Thursday, September 28

Chapel resolution fails to pass SGA

SGA rejects effort to reduce chapel to 18 credits in a 4-15 vote


By Maria Monteros


Members of the Student Government Association overwhelmingly voted against a resolution that would have reduced the number of chapel requirements to 18 from 24 credit hours each semester.
The resolution failed to pass the SGA for the president’s cabinet to review in a 4-15 vote during the regular Monday meeting last week. Six members voted to abstain.
On, a petition to “drop chapel requirements from 24 to 18” gathered over 500 signatures and 153 shares within three months. The petition cited stress, workload, commutes and chapel burnout as factors to reduce the required hours.
Failure to complete the required credit hours could result in a $10 fine on the first absence, $20 on the third absence and an additional $10 for more than three
absences. Students with an exorbitant amount of absences could be placed on hold or expelled from Trevecca.
“Christianity is not necessarily a quota,” the petition states. “Diminishing the number of chapels required allows more students who are very passionate about it to have a more intimate atmosphere.”
Mary Noble, a sophomore IT and software development major who wrote the resolution, said she initially started the petition for a group activity in a course after hearing about the uneven distribution of chapel exemptions. She said the petition gained 300 signatures overnight.
Trevecca students who request exemption are obligated to explain why they need it, which Noble said can be unfair when some students are better writers or liars.


“It’s been brought up before, it’s been talked about before, it’s been discussed before, but I didn’t really hear a lot of action,” she said about issues in chapel. “It’s really hard for me to hear everyone have a problem.”
Last fall, 432 students applied for chapel exemption, according to Matt Spraker, dean of students for community life. Only 145 received full exemption and
197 received partial exemptions, he said.
Students are allowed to request exemption within the first few weeks of the semester, all of which Spraker reviews and grants the verdict depending on their class schedule, handwritten explanations and commuter status.


Those who didn’t qualify for their desired exemption may file for an appeal. Spraker said a council that includes himself, the university chaplain and student body chaplain reviews all the cases.
Spraker said officials involved in granting chapel exemptions have no means of verifying whether students’ handwritten explanations are factual.
“We just have to trust that our students aren’t going to lie, and I’m sure some do,” he said.
Though the resolution didn’t reach the cabinet’s desk, Spraker said the attempt would not likely have been approved because it might shift the university’s culture.
“The school doesn’t necessarily put a lot into signing a petition,” he said. “What’s going on here is good because it’s more than just a petition, it’s a positive conversation.”

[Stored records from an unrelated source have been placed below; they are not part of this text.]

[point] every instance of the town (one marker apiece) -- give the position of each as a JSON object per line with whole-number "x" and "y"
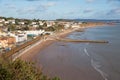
{"x": 15, "y": 32}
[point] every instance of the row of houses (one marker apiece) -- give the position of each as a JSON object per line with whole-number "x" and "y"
{"x": 10, "y": 39}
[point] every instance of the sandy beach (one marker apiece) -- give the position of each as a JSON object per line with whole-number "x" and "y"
{"x": 28, "y": 54}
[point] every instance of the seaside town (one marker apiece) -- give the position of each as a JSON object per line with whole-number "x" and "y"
{"x": 15, "y": 32}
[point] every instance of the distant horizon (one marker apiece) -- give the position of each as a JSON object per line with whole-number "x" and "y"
{"x": 61, "y": 9}
{"x": 61, "y": 18}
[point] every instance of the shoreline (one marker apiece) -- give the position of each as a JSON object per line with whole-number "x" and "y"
{"x": 37, "y": 47}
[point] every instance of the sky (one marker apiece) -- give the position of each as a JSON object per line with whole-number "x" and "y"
{"x": 60, "y": 9}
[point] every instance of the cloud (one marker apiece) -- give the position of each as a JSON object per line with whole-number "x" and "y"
{"x": 49, "y": 4}
{"x": 88, "y": 10}
{"x": 115, "y": 11}
{"x": 114, "y": 0}
{"x": 90, "y": 1}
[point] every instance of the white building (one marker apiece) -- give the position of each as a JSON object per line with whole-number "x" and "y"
{"x": 36, "y": 32}
{"x": 19, "y": 37}
{"x": 21, "y": 23}
{"x": 75, "y": 26}
{"x": 2, "y": 20}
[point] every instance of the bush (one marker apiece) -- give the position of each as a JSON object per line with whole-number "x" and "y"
{"x": 21, "y": 70}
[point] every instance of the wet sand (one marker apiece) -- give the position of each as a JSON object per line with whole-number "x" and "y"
{"x": 33, "y": 50}
{"x": 62, "y": 60}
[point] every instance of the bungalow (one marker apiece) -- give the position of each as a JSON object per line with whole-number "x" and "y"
{"x": 19, "y": 36}
{"x": 35, "y": 32}
{"x": 6, "y": 42}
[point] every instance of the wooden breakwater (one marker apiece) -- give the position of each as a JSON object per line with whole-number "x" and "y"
{"x": 83, "y": 41}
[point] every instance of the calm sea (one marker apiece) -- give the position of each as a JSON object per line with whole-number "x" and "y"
{"x": 84, "y": 61}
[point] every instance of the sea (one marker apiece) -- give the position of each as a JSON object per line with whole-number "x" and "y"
{"x": 84, "y": 61}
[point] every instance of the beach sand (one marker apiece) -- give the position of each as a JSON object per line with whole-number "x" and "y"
{"x": 28, "y": 54}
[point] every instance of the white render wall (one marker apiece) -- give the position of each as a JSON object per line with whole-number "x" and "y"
{"x": 35, "y": 32}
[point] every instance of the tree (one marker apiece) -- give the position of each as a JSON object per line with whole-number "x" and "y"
{"x": 21, "y": 70}
{"x": 45, "y": 24}
{"x": 50, "y": 29}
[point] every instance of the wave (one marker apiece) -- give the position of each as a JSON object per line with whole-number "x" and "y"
{"x": 96, "y": 65}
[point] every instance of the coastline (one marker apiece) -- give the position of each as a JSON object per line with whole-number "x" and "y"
{"x": 37, "y": 47}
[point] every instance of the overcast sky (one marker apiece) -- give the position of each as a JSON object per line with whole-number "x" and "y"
{"x": 54, "y": 9}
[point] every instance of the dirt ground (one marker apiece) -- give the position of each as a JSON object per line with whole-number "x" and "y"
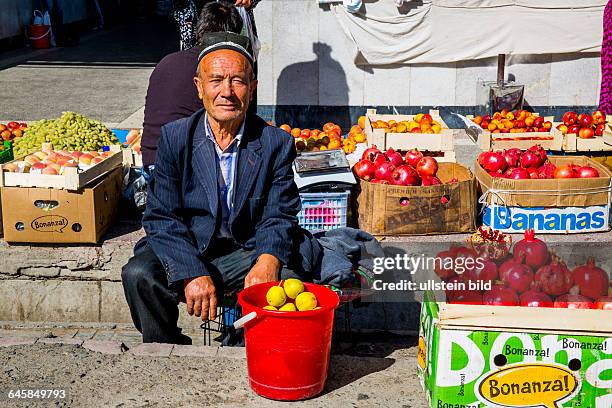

Trevecca offers 38 to 42 chapel credit opportunities a semester, according to the university catalog. Compared to other Nazarene universities, Trevecca requires and offers the least number of chapels, SGA members said.
Instead of reducing chapel, SGA members said they’re working to provide alternative ways students can acquire credit such as service opportunities, student lead chapels and small group discussions.
Some SGA members argue the typical structure of chapel does not appeal to some students. Stephanie Hansen, all student body chaplain, said alternative chapels could help develop different areas of spiritual growth.
“Sometimes, people don’t worship with song or with listening, but it is something we knew we signed up for,” she said. “With service projects or if I try to do a student lead chapel, I think that would help spiritual life a lot.”


University Chaplain Erik Gernand said reducing the number of required chapel attendance would cause students to “miss out on a shared experience.”
“I think we want to be reasonable with what we can expect students to attend but recognize that we’re going to challenge the student body here to be intentional,”
he said. “That petition was to lower the requirement by a fourth, and so you just got a fourth fewer opportunities to examine that critical part of your spirituality.”
Josh Moore, senior media arts, tv and film major, signed and shared the petition online because he agreed that Trevecca should have a less strict policy similar to other universities in the Nashville area, he said.
“With the amount of chapel, it has grown callous on some people,” he said. “[Student’s] hearts are kind of callous to the Gospel because it so supersaturated into everybody’s weekly routine.”
Before she wrote her resolution, Noble said she consulted multiple administrators and professors about her plan. While many where supportive, she said, some argued that chapel is part of Trevecca’s curriculum.
“Someone said chapel’s a class, but I can drop a class if it’s ruining my life— not to say that chapel is ruining my life,” she said. “Your religion and your spirituality are never just a check-thebox-I-got-the-grade thing.”